Should you’re in an optimistic temper, you would possibly hope that this realisation would immediate a broader rethink. If the forever game is a mirage, maybe the trade can relearn find out how to construct a portfolio of hits moderately than chasing a single, all-consuming platform. Maybe there’s room once more for video games that develop slowly, that serve particular audiences, that succeed on their very own phrases moderately than in opposition to an not possible benchmark.
“Cultural dominance is fleeting – and it normally isn’t actually dominance at all”
In case your temper is much less rosy – I go away it to the reader’s instinct to guess the place mine lies – you would possibly concern as an alternative that the lesson drawn can be the mistaken one. For some, Fortnite’s decline will not imply abandoning the dream, however merely transferring it.
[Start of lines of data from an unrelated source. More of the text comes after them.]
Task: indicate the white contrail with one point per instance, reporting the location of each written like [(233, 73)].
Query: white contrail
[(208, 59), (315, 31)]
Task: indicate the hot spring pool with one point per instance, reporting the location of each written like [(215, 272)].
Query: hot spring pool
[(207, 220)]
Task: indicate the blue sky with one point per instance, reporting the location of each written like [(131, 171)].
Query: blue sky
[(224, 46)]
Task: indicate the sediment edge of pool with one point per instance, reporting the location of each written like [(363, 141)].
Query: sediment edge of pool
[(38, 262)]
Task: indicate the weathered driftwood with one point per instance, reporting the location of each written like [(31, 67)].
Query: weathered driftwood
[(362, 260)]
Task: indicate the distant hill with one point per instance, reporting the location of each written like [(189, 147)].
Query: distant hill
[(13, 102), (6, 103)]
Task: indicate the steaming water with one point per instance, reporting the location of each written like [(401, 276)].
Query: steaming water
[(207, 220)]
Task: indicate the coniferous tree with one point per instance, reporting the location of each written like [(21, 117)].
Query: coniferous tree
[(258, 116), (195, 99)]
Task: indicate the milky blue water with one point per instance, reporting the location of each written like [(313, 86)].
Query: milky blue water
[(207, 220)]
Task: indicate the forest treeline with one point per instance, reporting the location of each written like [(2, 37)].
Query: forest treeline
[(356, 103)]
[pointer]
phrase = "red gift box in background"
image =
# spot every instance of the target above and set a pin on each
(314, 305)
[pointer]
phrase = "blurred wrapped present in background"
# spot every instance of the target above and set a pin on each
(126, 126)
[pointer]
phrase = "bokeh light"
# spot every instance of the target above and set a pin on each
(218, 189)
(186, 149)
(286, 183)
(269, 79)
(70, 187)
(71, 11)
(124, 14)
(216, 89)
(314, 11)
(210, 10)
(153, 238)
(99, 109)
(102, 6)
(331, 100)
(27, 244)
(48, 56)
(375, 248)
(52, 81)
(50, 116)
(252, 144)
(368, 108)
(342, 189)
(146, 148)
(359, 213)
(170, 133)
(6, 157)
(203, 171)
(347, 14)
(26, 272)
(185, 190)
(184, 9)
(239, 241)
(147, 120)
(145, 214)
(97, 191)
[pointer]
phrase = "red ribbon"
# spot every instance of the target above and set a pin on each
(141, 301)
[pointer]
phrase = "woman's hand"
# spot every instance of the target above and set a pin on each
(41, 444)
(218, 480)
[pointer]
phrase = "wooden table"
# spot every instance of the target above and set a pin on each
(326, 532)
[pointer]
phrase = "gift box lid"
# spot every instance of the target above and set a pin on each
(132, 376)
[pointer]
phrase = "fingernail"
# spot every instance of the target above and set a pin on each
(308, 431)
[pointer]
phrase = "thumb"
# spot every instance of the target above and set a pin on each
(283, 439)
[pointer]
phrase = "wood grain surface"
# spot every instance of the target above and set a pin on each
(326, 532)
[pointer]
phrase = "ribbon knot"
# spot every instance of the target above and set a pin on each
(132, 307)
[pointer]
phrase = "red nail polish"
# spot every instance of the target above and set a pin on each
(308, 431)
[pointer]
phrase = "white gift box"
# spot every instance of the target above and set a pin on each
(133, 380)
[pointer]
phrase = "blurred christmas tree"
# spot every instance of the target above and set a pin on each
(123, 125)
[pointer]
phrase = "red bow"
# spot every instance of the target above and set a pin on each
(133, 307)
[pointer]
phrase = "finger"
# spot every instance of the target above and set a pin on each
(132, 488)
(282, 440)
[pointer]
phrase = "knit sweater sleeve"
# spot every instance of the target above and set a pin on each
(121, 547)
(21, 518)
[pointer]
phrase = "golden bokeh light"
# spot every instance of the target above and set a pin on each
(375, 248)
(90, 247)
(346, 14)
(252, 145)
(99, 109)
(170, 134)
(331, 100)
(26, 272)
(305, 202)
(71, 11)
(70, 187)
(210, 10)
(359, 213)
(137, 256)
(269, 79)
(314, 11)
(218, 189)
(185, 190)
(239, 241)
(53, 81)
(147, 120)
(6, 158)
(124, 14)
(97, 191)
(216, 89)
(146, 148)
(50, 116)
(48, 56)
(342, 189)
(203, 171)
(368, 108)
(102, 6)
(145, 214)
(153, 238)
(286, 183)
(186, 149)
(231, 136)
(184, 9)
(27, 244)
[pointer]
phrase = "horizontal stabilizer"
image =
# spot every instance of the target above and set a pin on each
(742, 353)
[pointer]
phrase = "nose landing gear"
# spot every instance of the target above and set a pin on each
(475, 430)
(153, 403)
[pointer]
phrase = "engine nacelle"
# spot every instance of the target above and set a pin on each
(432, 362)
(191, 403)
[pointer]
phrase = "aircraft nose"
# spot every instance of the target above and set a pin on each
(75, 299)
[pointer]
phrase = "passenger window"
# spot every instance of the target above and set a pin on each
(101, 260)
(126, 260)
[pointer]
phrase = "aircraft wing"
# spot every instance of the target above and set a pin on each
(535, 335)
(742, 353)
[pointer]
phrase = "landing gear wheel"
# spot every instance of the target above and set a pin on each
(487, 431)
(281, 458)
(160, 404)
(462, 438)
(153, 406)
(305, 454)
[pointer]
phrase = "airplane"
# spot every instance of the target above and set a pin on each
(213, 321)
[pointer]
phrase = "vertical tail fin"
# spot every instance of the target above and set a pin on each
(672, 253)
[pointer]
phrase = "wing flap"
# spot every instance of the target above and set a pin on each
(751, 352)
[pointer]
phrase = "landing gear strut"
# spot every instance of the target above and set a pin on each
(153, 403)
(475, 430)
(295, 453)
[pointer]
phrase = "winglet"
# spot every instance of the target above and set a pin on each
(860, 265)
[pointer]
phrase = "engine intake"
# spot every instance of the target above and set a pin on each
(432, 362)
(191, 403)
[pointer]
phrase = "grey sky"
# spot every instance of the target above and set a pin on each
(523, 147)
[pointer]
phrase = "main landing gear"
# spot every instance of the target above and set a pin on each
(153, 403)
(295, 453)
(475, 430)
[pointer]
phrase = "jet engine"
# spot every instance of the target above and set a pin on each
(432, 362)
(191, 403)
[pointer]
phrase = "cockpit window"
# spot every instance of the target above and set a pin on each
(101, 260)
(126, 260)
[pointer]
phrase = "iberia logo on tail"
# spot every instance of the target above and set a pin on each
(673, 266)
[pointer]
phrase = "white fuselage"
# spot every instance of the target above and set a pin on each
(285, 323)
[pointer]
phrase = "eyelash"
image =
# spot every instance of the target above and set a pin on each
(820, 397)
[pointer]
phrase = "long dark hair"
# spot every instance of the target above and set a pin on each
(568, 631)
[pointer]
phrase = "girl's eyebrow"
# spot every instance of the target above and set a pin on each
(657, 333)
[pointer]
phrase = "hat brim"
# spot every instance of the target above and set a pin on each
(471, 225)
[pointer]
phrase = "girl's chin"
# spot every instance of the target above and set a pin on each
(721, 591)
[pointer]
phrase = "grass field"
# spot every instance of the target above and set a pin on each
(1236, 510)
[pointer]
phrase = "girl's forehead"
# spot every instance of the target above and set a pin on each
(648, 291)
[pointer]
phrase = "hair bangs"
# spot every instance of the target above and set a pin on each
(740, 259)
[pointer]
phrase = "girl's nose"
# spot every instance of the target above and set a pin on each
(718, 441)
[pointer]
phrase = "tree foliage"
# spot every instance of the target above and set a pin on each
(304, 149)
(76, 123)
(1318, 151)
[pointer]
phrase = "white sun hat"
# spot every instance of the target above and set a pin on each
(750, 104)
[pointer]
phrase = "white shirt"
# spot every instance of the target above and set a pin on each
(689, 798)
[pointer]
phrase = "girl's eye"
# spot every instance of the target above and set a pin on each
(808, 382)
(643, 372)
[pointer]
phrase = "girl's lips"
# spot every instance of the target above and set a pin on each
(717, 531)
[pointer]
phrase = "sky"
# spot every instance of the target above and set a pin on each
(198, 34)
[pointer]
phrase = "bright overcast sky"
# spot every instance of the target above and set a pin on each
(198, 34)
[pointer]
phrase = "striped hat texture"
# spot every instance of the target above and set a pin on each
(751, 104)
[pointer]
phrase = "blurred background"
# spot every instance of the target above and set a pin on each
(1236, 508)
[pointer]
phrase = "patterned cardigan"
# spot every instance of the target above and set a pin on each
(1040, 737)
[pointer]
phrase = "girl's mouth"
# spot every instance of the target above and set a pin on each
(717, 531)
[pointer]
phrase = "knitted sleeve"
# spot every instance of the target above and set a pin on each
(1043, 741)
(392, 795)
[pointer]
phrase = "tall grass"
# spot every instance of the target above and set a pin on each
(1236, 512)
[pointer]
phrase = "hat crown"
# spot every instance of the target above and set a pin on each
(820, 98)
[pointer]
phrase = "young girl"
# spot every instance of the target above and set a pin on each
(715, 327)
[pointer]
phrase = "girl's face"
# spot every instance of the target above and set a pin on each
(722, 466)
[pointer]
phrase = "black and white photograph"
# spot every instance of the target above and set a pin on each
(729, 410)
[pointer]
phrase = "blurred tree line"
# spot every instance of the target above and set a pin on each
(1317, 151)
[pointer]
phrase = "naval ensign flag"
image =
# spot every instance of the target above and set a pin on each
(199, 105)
Roblox, with its monumental viewers and vital share of PC playtime, already looms as the subsequent candidate for “this time it truly is forever.” Completely different viewers; identical fantasy.
Even when the obsession migrates moderately than disappears, Fortnite’s story ought to nonetheless function a cautionary story. Cultural dominance is fleeting – and it normally isn’t actually dominance at all, particularly in a world of such fragmented and broad-based tradition. Scale buys time, not immortality, and no quantity of celeb collaborations, model relationship administration, or live-service design can elevate a game exterior and above tradition itself or make it resistant to the fickle tides of viewers tastes.
Fortnite was by no means the forever game, as a result of there can’t be a forever game, irrespective of how good it could look on a steadiness sheet. It is our tradition’s best function, not a flaw to be fastened, that innovation and creativity do not have an finish state.